About 75,000 customers across the country were without power Monday afternoon, mostly in Washington state, according to PowerOutage.US. The number of customers without power has at times exceeded 1 million since the storm began.
Electricity wasn’t the only utility affected: Jackson, Mississippi issued a boiling water notice on Sunday after its water system lost pressure due to a “possibly weather-induced” outage, officials said on Facebook. The city – which had just overcome a long-running water crisis just two months ago – distributed water to residents throughout the Christmas period.
The storm also affected U.S. travel during the busy holiday weekend, canceling more than 5,000 flights on Friday, 3,400 on Saturday and 3,100 on Christmas Day.
About 3,700 flights in and out of U.S. airports had been canceled as of 4 p.m. ET Monday, according to tracking site FlightAware. The total includes more than 2,500 flights canceled by Southwest Airlines, according to FlightAware.
Southwest Airlines said in a statement: “Our network has experienced several consecutive days of extreme winter weather, and the ongoing challenges are impacting our customers and employees in unacceptably significant ways.
“Our heartfelt apologies for this are just the beginning.”
Another 6,200 U.S. flights were delayed, according to FlightAware.

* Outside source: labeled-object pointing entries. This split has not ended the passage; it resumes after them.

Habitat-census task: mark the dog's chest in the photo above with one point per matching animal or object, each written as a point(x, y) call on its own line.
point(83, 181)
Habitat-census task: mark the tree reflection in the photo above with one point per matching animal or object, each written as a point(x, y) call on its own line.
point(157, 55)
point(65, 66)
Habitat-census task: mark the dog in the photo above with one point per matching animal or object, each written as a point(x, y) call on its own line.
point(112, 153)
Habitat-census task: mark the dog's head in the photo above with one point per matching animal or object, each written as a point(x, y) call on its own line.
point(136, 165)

Separately, Buffalo Niagara International Airport was closed Friday due to “severe weather conditions” that saw 43 inches of snow fall and is expected to remain closed until late Wednesday morning, the Niagara Border Transportation Authority said tweeted. Suspension means Buffalo Sabers’ NHL game in Columbus will be postponed as team can’t fly to Ohio State, Sabers officials Say.

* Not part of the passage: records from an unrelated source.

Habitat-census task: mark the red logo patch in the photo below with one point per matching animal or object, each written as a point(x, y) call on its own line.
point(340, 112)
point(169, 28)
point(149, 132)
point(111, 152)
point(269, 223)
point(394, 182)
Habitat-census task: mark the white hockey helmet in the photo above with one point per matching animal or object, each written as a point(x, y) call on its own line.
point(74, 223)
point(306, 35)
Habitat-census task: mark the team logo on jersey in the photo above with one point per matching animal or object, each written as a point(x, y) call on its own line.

Multiple storm-related deaths have been reported in several states since the severe weather arrived. In addition to the deaths in New York, the death toll includes:
• ColoradoPolice in Colorado Springs report two cold-related deaths since Thursday, with a man found near an electrical transformer in a building he may have sought to heat and another In the alley camp.
• Kansas: Three people died in a weather-related crash, the Highway Patrol said Friday.

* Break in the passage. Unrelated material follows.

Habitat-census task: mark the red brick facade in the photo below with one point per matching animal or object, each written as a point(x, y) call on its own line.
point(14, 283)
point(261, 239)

• Kentucky: Three people have died in the state, including one in a car crash in Montgomery County, officials said.
• Missouri: Kansas City police say one person died after a caravan slid off an icy road and into a frozen creek.
• OhioNine people died in weather-related crashes, including one Saturday morning on Interstate 75 when a tractor-trailer crossed the center line and collided with an SUV and a pickup, authorities said .
• Tennessee: The Department of Health confirmed one death related to the storm on Friday.
• the state of Wisconsin: On Thursday, the State Patrol reported a fatal car accident caused by winter weather.
• Vermont: A Castleton woman died after a tree fell on her home, according to the police chief.
The strong system continues to move away from the northeast, but many towns are still covered in thick snow. In varying 24-hour spans, 42.8 inches of snow fell in Baraga, MI, and 40.8 inches fell in Port Henderson, NY.
Meanwhile, lake effect snow will continue to create hazardous travel conditions over the next few days, with conditions expected to slowly improve over the course of the week.
The lingering lake-effect snowfall, blowing downwind from the Great Lakes, will slowly become less intense, but the arctic air enveloping much of the eastern United States will be slow to moderate, according to the National Weather Service.
The low-pressure system is expected to move further into Canada, while another system will move rapidly across the northern U.S. into Monday, bringing snow from the northern Plains to the Midwest.
Much of the rest of the eastern part of the country will remain bitterly cold on Monday before easing on Tuesday, forecasters said.
Correction: This story has been updated to correct Gov. Kathy Hochul’s description of the storm as “the most destructive storm in Buffalo’s long history.” That was at a press conference on Sunday.